この櫛には、毒が塗ってあります。これで頭を刺せば一発でしょう。それが上手くいかなければ、この腰紐で思いっきりきつく縛ってください。それも受け付けないほど慎重な場合、こちらの毒林檎を与えてください。これは、赤い所のみ毒があり、白い所は安全です。

王妃

そうね、もう私がやるしかないわね! よーし、やってやるわよー! ありがとう、大臣!

ウンアンリッシュ

……計画通り。

ウンアンリッシュ

あー、ほんっと上品な振りは疲れるなー。まあ、目的のためならやってやるけどよ。

ウンアンリッシュ

……さて、

「真実の鏡を盗みますかねー」

 その後、王宮内で大臣の姿を見たものはいなかったという。

ヴァイネ

あー、かったるい。

 猟師が狩りに行っている時間帯。家事全般をやり終えたヴァイネは、素でいられる時間を満喫していた。

ヴァイネ

あ、はーい。

 流れの商人でもやってきたのだろうか。鍵を開け、扉を開く。

???

どうも、お嬢さん。私は商人よ。

ヴァイネ

この声……お母様!? なんでここに?

ヴァイネ

あ、あらそう。で、どんな商品があるのかしら?

???

まずはこれ、櫛よ。これは梳かせば梳かすだけ髪が美しくなるわ。

ヴァイネ

ふーん。……おいくら?

???

え?

ヴァイネ

これの値段よ、値段。

???

え、えーっと……銅貨五枚ね!

ヴァイネ

そ。次。

???

つ、次ね。これは、色とりどりな腰紐よ。普段は一本銅貨二枚なのだけど、今ならなんと! 五本買うともう一本追加しちゃうわ。

ヴァイネ

別に。いらないし。

ヴァイネ

お母様、私はあなたと違って見た目に興味ないの。
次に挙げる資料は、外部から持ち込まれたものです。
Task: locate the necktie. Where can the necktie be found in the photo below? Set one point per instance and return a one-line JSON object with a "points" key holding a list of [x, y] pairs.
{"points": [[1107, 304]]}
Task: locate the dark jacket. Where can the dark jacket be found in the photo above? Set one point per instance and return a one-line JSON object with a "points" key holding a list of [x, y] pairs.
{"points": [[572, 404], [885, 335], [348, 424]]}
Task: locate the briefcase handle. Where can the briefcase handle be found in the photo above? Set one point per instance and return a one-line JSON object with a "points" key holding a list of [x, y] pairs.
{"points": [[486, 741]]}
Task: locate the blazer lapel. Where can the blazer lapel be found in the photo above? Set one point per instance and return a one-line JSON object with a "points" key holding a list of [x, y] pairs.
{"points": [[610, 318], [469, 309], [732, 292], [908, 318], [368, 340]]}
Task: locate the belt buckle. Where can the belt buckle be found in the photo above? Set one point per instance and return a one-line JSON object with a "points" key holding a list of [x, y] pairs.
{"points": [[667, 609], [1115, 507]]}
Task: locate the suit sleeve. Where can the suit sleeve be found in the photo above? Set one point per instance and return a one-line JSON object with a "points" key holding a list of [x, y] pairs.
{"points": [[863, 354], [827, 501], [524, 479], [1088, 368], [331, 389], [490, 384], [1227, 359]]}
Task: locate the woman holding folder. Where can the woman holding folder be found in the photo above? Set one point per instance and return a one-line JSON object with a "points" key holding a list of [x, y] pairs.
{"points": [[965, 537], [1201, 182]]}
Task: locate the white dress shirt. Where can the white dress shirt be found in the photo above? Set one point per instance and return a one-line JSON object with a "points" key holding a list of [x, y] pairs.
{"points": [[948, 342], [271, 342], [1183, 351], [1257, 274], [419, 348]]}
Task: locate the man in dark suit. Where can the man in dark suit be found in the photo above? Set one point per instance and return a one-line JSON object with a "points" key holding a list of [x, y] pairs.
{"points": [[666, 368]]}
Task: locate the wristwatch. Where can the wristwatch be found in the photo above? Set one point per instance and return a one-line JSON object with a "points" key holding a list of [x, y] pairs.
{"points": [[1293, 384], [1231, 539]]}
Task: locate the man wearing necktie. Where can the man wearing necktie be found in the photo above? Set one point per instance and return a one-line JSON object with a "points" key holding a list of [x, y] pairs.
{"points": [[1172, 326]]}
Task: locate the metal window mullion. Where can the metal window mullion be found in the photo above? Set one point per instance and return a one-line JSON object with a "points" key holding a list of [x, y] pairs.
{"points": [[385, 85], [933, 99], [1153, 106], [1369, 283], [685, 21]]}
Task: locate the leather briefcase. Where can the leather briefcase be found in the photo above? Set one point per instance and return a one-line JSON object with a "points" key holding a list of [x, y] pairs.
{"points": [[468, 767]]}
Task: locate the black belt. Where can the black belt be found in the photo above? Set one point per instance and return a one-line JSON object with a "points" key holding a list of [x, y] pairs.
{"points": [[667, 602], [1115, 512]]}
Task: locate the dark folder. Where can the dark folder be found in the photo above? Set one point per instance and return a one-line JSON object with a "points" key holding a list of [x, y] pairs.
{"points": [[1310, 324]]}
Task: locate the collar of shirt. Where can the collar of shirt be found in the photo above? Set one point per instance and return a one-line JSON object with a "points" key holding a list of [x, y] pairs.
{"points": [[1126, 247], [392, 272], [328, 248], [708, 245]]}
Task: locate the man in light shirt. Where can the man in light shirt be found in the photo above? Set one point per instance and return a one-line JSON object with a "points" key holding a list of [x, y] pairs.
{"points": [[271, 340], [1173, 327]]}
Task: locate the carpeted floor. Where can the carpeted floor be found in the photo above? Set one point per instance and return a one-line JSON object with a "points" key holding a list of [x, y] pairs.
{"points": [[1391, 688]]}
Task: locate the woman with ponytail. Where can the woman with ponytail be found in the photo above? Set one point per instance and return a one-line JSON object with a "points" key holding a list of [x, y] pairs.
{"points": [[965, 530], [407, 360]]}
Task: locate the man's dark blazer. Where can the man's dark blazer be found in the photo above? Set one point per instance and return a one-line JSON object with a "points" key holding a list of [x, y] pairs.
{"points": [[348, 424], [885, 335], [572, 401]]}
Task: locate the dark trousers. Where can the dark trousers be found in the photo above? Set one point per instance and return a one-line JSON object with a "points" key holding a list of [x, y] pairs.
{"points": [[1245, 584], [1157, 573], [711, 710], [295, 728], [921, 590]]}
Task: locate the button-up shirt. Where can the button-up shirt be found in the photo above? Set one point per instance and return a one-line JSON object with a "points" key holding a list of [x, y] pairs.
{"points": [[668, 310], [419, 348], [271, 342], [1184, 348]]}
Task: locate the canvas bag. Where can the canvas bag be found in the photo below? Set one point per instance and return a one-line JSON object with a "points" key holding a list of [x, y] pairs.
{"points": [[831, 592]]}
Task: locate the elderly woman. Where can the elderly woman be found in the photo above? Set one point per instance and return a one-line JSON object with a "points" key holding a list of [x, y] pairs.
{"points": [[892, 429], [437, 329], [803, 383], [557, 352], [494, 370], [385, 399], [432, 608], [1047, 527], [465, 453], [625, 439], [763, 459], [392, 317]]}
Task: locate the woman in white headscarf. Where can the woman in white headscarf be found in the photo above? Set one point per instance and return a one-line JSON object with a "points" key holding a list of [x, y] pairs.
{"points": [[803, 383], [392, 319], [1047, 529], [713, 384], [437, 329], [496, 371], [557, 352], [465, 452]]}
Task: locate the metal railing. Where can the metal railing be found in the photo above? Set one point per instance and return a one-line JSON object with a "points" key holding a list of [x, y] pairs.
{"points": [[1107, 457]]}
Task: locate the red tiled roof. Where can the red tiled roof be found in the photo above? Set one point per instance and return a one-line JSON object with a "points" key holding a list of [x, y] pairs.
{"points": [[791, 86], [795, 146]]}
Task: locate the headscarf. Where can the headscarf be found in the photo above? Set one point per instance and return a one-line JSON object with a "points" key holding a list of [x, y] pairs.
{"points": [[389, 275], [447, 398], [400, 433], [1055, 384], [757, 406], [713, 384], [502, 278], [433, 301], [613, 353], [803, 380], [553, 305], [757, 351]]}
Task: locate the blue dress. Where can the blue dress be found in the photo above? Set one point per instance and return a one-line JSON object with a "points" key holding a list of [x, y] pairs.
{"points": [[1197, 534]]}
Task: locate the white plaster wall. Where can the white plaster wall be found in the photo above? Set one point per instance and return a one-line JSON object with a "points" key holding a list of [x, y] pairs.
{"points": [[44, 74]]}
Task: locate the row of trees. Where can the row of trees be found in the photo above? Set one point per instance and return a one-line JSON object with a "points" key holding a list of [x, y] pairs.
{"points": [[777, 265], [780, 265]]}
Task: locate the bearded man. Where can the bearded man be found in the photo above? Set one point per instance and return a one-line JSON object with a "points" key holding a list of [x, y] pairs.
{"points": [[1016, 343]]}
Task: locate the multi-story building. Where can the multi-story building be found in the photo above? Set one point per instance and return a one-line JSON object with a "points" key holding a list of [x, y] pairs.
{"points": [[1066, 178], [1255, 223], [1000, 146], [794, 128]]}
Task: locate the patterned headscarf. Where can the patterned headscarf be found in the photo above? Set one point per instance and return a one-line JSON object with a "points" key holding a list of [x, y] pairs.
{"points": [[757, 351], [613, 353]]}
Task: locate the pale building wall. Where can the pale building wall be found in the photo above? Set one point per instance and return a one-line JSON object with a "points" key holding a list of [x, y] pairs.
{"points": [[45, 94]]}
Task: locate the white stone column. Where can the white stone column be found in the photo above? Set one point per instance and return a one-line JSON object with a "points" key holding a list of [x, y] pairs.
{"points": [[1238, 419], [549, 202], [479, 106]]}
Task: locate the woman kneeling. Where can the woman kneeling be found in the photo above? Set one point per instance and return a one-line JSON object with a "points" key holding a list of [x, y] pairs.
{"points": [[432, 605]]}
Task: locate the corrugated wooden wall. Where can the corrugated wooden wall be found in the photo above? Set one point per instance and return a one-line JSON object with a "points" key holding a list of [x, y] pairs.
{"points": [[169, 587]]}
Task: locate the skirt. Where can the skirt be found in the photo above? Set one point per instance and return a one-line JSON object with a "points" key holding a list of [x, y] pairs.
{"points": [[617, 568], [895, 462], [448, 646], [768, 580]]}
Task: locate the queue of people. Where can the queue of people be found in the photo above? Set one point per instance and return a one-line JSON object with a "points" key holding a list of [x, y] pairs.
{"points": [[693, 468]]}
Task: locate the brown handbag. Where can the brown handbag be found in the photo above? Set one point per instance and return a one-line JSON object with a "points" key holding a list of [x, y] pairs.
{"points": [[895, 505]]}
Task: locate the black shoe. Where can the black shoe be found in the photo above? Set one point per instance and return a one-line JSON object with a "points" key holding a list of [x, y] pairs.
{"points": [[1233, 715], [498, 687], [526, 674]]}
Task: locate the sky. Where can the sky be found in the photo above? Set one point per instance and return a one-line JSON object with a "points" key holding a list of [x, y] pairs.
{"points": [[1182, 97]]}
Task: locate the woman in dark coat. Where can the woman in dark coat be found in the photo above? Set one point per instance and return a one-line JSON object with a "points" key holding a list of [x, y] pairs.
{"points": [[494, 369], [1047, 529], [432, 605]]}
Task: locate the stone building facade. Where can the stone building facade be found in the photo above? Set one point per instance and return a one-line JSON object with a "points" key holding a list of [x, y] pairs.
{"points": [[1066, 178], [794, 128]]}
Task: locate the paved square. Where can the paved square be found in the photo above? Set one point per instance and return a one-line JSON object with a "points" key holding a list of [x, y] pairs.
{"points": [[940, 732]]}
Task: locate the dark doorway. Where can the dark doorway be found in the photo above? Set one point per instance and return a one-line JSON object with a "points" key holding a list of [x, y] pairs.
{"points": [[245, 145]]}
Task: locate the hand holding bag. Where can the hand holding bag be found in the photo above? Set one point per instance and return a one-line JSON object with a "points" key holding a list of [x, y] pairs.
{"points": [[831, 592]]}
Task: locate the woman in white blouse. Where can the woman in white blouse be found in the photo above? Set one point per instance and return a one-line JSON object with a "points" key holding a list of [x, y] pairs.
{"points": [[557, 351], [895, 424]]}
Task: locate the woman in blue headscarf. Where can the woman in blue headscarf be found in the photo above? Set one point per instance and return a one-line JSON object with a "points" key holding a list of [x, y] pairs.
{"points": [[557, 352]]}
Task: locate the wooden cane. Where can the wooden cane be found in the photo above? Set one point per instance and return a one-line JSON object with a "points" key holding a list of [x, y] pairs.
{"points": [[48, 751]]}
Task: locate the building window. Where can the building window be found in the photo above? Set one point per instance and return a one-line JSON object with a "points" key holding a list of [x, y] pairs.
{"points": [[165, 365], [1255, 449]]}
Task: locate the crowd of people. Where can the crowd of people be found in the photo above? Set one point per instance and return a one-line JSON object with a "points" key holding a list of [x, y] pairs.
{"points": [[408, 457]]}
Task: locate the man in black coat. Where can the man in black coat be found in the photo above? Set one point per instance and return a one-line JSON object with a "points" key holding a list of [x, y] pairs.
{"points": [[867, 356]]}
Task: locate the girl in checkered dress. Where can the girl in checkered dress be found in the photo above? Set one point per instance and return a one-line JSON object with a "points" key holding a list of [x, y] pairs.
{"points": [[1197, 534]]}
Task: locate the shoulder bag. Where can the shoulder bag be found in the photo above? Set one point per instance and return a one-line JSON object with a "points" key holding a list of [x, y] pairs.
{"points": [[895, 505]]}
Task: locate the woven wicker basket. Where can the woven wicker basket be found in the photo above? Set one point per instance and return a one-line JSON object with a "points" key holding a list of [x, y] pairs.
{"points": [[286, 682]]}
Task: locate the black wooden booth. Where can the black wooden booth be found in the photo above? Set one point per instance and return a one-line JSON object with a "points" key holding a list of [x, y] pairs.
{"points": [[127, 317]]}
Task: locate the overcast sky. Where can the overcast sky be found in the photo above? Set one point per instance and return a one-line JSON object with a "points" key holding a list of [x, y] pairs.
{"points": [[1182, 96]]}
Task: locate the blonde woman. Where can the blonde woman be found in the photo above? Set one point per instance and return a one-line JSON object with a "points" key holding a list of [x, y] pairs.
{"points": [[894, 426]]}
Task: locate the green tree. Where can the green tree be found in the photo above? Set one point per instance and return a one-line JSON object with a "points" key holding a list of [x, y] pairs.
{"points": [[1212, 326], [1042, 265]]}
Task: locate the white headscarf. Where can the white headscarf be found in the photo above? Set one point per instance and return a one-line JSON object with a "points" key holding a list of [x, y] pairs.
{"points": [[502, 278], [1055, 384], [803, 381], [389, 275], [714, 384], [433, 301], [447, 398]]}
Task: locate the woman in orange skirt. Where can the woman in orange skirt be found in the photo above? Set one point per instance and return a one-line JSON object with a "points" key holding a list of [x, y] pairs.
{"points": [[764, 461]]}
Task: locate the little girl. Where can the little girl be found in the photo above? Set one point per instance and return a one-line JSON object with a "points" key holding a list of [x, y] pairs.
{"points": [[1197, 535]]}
どうせなら甘味とかないのかしら……ここのところ肉多いし。

???

えぇ……これでもだめなの? じゃ、じゃあとっておきを出しちゃうわ。

???

これは紹介状が無いと入手できない、幻の林檎よ!

ヴァイネ

な、なにそれ。美味しそう。

???

今なら銀貨一枚でいいわ!

ヴァイネ

た、食べたい。でもお母様なら毒殺とか考えていそうだし……。

ヴァイネ

一口、食べてもらってもいいかしら。毒殺とか怖いからね。

???

ええ、わかったわ。

???

ああ、美味しい。

ヴァイネ

た、ただ様子を見に来ただけだった? ならいっか。

ヴァイネ

わかったわ。一つちょうだい。

???

まいどありー!

ヴァイネ

さーて、久々の甘味! いただきまーす。

ヴァイネ

――――!

王妃

おーほっほっほっほ。これで私が一番よ!

王妃

さ、早く帰らないとね。

モルタニス

どうかしたか、エクウス。

モルタニス

……女、か。白雪姫が始まっていたようだな。

モルタニス

ふふ、いい姿だ……。さて、連れて帰るとするか。